My neighborhood was certainly changing in character, not via public sculpture, with its usual ostentatiousness, but trivially almost, within its mundane advertising spaces, like leaves turning color. If Jihadi Duke was here, I thought, he must be elsewhere, too, coming into being at all sorts of magnitudes, and always in a slightly different form. We’d decided—it had been Garret’s notion, actually, and we’d all liked it—that although we were involved in mass printing, we would also create singularity. There were, strictly speaking, no duplicates. There was always a permutation. It could be the particular support used, the sizing, the saturation or brightness of the colors, or frequently just the cropping. Family resemblance was what we were looking for, not mechanized repeatability and exchangeability, though frequently the tweaks were made by algorithms. (None of us bore any general hostility to machines, Garrett least of all.)

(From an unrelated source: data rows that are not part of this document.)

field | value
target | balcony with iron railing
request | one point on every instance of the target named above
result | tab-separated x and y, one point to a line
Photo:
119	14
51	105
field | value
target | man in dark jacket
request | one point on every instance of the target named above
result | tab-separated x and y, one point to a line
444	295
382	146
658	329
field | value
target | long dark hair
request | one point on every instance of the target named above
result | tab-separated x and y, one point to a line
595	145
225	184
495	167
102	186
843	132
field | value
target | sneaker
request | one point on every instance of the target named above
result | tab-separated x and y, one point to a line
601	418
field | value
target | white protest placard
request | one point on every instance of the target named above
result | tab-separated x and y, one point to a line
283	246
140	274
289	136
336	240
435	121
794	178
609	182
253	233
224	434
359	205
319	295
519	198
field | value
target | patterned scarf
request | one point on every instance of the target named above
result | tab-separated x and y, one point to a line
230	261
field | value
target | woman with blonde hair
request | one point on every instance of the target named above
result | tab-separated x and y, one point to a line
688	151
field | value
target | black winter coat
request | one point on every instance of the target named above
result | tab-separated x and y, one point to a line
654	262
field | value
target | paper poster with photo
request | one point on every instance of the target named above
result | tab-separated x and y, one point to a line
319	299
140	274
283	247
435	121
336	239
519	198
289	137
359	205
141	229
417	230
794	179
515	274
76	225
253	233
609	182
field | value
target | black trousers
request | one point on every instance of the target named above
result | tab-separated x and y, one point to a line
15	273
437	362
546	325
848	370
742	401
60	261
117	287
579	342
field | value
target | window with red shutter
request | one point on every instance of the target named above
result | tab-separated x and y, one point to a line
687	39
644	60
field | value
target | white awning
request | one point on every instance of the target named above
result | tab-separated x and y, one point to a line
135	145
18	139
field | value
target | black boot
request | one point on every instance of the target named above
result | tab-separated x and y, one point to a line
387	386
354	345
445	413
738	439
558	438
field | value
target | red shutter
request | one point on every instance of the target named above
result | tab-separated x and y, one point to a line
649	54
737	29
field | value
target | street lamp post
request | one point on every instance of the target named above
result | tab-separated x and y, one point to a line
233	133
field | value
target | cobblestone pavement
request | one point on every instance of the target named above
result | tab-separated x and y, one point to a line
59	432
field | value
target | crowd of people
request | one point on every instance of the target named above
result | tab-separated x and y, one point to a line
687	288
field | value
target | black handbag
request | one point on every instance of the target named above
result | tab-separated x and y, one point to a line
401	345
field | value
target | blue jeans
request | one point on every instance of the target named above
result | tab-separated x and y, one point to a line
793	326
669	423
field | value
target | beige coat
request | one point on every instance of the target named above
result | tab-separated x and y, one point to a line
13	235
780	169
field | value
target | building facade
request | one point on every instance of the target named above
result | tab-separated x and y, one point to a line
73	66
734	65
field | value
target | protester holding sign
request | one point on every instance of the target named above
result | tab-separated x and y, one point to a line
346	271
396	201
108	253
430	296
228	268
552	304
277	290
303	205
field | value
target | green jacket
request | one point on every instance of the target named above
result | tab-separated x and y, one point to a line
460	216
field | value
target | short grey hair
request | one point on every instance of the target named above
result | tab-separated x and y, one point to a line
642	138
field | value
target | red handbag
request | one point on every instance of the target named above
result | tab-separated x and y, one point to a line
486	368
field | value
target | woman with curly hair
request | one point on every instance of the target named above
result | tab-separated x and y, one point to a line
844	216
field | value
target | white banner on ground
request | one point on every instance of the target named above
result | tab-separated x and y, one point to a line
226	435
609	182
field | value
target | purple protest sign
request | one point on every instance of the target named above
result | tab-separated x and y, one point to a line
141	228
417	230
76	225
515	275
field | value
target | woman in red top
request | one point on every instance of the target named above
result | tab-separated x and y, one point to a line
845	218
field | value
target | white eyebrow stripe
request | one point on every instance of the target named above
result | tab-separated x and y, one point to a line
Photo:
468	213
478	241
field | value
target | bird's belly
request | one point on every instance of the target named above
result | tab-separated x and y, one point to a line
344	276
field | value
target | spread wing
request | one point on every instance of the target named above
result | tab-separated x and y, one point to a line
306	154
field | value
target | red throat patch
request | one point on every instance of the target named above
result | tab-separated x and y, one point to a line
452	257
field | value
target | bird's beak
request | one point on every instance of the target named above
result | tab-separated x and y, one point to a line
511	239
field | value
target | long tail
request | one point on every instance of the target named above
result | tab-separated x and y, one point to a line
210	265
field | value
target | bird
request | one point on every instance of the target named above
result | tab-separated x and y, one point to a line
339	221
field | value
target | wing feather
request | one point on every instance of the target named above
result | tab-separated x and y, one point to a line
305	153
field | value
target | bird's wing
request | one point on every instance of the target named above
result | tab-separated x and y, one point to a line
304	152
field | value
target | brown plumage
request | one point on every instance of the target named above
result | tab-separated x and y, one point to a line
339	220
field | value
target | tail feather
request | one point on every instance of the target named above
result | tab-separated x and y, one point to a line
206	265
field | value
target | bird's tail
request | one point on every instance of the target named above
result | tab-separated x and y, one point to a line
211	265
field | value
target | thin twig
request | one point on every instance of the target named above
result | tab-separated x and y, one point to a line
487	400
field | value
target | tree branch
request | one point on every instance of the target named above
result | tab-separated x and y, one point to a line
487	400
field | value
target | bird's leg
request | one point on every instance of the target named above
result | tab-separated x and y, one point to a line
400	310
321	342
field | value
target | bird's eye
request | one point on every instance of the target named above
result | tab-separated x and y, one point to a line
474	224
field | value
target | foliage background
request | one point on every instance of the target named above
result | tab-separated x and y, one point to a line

I began the walk back from the bodega, peeling the plastic wrap off the squishy bagel I was by now so familiar with—the cream cheese was a texture and not a flavor, while the bread was somehow neither—and pushing the soft mass into my mouth. I was on my way back to the apartment, a bag of loose licorice in hand, when Duke texted with a photo of my drawing of him at the door of his old New York apartment, taken from inside a subway car I didn’t recognize (it was part of the ‘L,’ it turned out—the campaign had already spread to Chicago). There was only one sensible thing to reply with, so I spun around, hopped out into the street during a lull in traffic, and took Jihadi Duke’s photograph.